Jessica Gosselin, Hersey asks: What are the available options for a LARGE wood furnace-stove with Btus ranging anywhere from 100,000 to 250,000?

This would be going inside a very large metal building. Any information you could give me would be very much appreciated.

I am sure the local stove shops can provide some information. Kerr Heating Co. of Parrsboro, Nova Scotia, makes a 100,000 Btu unit. I am not sure that it has an EPA rating. Here is a generalization on all wood stoves: The best stove (cleanest, most efficient, etc.) will burn a large fraction of each fuel load in the first hour of operation. A large firebox with long duration burns will be inefficient, and polluting. One way out is to burn the wood in a two-step process. Hire a mason to build a Dutch oven from brick.
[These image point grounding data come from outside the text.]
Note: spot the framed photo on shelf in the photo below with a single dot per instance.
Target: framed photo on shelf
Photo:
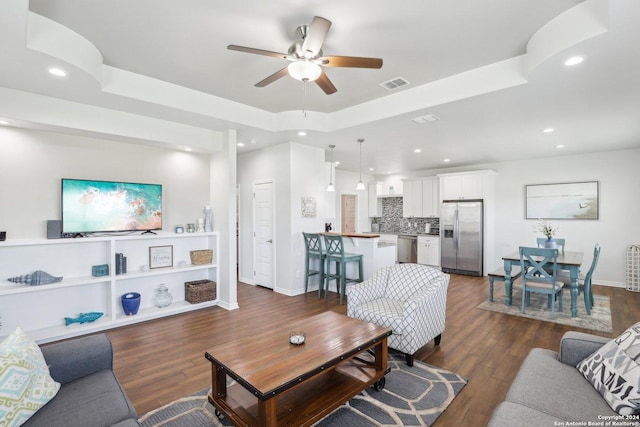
(160, 256)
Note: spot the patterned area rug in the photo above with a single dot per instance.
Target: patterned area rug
(599, 320)
(413, 396)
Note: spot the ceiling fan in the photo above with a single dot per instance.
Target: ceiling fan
(307, 59)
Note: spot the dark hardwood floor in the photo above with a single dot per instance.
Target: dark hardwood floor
(162, 360)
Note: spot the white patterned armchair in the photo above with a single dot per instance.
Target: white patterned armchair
(410, 299)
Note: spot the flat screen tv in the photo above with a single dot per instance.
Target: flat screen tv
(109, 206)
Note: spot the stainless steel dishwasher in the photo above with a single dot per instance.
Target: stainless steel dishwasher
(407, 248)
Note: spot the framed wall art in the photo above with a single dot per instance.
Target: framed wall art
(572, 200)
(308, 207)
(160, 256)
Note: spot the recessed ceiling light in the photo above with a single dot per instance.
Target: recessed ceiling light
(426, 119)
(574, 60)
(58, 72)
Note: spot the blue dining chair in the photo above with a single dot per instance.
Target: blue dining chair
(336, 254)
(584, 281)
(559, 243)
(539, 268)
(313, 244)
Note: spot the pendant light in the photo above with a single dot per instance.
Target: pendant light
(330, 187)
(360, 185)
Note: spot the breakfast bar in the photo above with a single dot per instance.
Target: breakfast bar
(375, 254)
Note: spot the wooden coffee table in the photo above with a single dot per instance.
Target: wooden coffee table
(279, 384)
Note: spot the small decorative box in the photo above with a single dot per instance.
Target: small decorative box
(100, 270)
(199, 291)
(202, 256)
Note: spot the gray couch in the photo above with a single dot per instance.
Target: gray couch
(90, 395)
(549, 389)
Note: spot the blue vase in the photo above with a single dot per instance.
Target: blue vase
(130, 303)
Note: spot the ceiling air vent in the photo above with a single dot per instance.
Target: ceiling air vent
(425, 119)
(394, 83)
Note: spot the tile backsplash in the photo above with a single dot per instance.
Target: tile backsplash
(392, 221)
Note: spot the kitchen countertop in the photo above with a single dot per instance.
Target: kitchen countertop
(398, 233)
(366, 235)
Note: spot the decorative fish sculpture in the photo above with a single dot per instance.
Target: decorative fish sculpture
(83, 318)
(38, 277)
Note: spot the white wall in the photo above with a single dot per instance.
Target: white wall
(33, 162)
(618, 225)
(223, 205)
(296, 171)
(346, 184)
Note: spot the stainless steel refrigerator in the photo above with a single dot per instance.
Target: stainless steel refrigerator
(461, 236)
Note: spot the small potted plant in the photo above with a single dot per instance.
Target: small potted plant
(548, 230)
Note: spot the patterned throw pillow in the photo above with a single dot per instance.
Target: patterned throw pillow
(614, 371)
(25, 383)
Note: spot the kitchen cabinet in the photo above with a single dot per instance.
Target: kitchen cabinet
(420, 198)
(40, 310)
(429, 250)
(412, 198)
(466, 185)
(430, 197)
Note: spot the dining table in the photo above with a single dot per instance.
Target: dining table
(569, 260)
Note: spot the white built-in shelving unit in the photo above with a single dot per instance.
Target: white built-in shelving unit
(40, 310)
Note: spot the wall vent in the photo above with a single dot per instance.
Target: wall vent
(394, 83)
(425, 119)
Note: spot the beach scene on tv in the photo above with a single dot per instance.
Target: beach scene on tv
(98, 206)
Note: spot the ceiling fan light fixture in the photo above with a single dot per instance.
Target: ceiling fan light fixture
(304, 71)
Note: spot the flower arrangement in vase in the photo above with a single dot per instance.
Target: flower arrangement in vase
(548, 230)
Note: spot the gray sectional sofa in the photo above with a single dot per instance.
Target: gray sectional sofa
(549, 390)
(90, 395)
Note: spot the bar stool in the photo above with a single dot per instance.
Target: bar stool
(314, 251)
(335, 253)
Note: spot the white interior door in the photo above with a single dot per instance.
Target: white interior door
(263, 242)
(349, 203)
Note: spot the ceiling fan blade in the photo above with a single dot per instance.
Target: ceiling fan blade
(325, 84)
(350, 61)
(315, 36)
(273, 77)
(258, 51)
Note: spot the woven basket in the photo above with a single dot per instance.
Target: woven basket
(199, 291)
(202, 256)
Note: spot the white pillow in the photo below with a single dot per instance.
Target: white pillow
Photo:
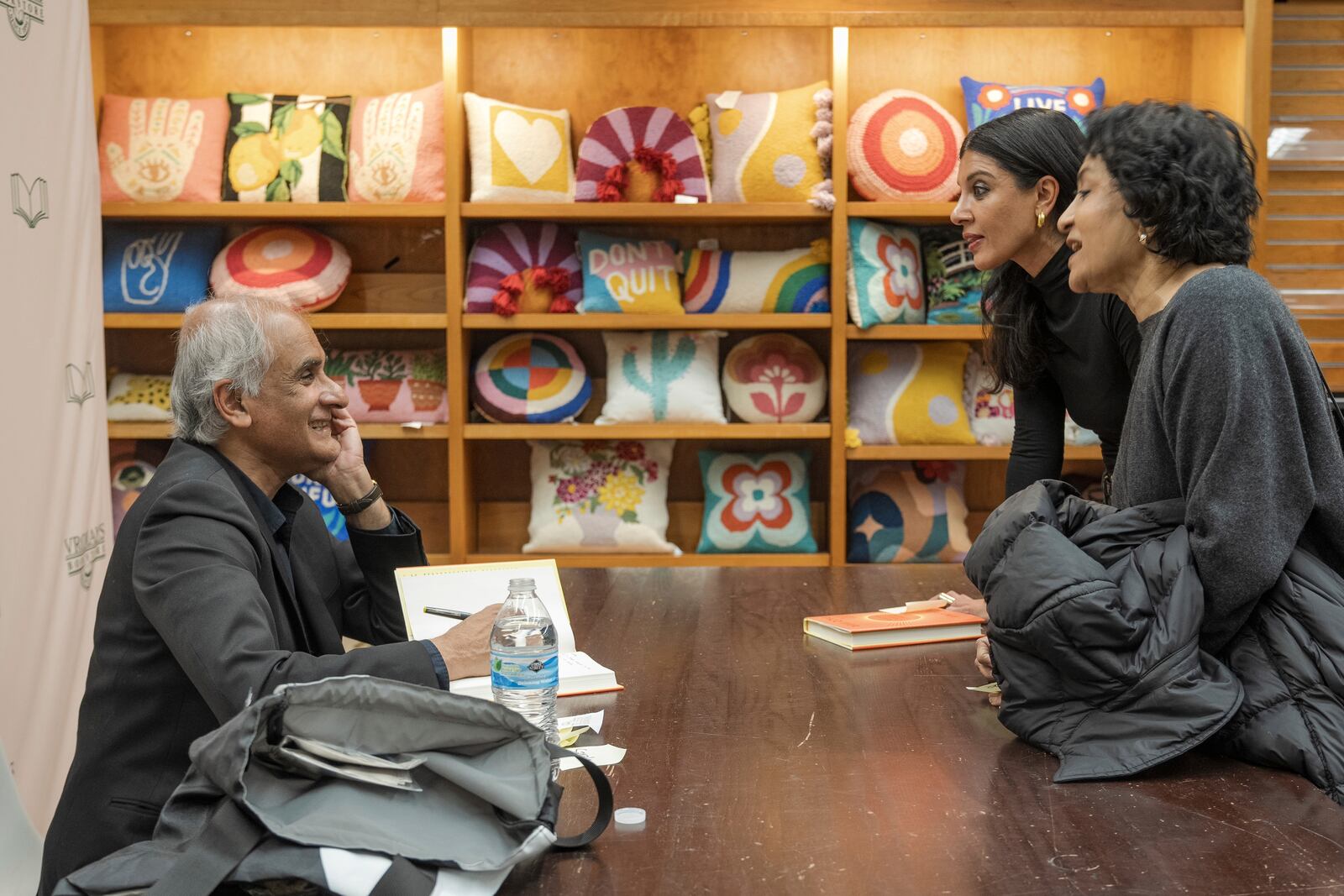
(600, 497)
(665, 376)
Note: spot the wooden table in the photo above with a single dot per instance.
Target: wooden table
(770, 762)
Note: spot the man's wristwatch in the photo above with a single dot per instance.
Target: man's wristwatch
(360, 506)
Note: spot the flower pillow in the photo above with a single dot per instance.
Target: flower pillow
(286, 148)
(159, 149)
(988, 100)
(156, 268)
(530, 378)
(738, 282)
(519, 155)
(288, 264)
(904, 147)
(885, 275)
(393, 385)
(909, 512)
(600, 497)
(756, 503)
(139, 398)
(774, 378)
(772, 147)
(991, 412)
(629, 275)
(909, 392)
(640, 155)
(526, 266)
(663, 378)
(952, 284)
(396, 147)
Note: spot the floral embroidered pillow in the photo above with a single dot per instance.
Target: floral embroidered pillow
(396, 147)
(756, 503)
(600, 497)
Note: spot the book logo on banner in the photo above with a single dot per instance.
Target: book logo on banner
(84, 551)
(29, 201)
(22, 15)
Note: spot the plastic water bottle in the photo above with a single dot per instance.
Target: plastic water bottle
(524, 658)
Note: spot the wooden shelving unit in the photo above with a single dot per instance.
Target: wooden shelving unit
(465, 481)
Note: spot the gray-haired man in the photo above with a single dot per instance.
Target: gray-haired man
(225, 584)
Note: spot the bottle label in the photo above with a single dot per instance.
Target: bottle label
(524, 672)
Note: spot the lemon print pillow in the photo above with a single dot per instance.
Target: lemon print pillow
(909, 394)
(519, 155)
(772, 147)
(286, 148)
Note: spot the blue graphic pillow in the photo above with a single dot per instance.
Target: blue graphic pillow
(156, 268)
(988, 100)
(756, 503)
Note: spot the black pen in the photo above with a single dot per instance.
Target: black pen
(450, 614)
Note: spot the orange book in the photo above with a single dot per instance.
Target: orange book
(885, 629)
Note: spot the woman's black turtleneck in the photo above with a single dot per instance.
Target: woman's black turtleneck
(1092, 354)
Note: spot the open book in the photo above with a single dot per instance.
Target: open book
(474, 586)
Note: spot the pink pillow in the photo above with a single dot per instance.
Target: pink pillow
(396, 148)
(159, 149)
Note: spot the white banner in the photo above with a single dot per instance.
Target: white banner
(57, 530)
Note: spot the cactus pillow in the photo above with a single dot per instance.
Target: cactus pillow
(393, 385)
(629, 275)
(663, 378)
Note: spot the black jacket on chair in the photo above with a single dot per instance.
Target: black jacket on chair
(1095, 622)
(197, 620)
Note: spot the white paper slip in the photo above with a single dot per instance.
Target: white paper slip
(600, 755)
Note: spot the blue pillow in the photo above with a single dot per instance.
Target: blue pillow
(988, 100)
(156, 268)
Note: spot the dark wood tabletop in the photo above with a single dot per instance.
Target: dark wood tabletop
(770, 762)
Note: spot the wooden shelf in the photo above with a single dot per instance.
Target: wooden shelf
(956, 453)
(286, 211)
(320, 322)
(648, 322)
(512, 432)
(648, 212)
(922, 332)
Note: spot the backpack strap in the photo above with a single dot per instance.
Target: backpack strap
(604, 799)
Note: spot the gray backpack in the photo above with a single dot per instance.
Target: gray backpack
(358, 785)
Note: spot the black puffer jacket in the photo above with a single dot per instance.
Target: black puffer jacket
(1095, 620)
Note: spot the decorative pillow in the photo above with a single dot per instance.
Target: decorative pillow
(663, 378)
(904, 148)
(991, 412)
(528, 266)
(600, 497)
(286, 148)
(774, 378)
(988, 100)
(393, 385)
(396, 147)
(530, 378)
(909, 394)
(952, 284)
(909, 512)
(326, 503)
(773, 147)
(628, 275)
(885, 275)
(139, 398)
(156, 268)
(282, 262)
(756, 503)
(640, 155)
(158, 149)
(738, 282)
(519, 155)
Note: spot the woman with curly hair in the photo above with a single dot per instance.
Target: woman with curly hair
(1061, 351)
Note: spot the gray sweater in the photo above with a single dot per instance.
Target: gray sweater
(1229, 412)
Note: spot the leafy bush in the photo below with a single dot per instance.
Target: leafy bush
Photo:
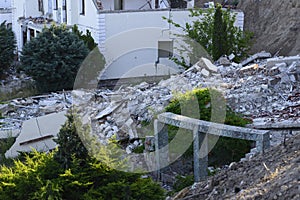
(53, 58)
(87, 37)
(182, 182)
(214, 30)
(7, 47)
(41, 176)
(226, 150)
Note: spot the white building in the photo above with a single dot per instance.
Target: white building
(131, 34)
(6, 12)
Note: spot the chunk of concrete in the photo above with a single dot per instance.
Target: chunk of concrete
(38, 133)
(207, 64)
(9, 133)
(107, 111)
(259, 55)
(286, 60)
(205, 73)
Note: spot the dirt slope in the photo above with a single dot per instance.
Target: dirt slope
(275, 23)
(274, 175)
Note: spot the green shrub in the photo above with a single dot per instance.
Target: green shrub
(226, 150)
(53, 58)
(212, 30)
(182, 182)
(7, 47)
(41, 175)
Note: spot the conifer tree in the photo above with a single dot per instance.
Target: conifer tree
(219, 44)
(53, 58)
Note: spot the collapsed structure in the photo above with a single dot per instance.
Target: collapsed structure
(265, 90)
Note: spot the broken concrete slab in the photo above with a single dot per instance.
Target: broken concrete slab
(286, 60)
(8, 133)
(260, 55)
(107, 111)
(207, 64)
(38, 133)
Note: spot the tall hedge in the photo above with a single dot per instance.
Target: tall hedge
(7, 47)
Feed the exhaust into a traditional heat exchanger. Let the Dutch oven replace the oil burner in a traditional furnace or boiler. The basic problem in wood burning is carburetion – the mixing of the air and the fuel. Both gas and oil burners are very good at this; but wood burners – particularly those with big fuel boxes, tend to distill much of the volatile energy of the wood into the chimney, resulting in wasted energy, creosoting the chimney and polluting the atmosphere. I have an excellent EPA-approved stove, but the combustion chamber is very small: about 7inches by 9 inches by 16 inches. I feel like Humphrey Bogart and the African Queen.

It takes constant attention. But it is very efficient and very clean.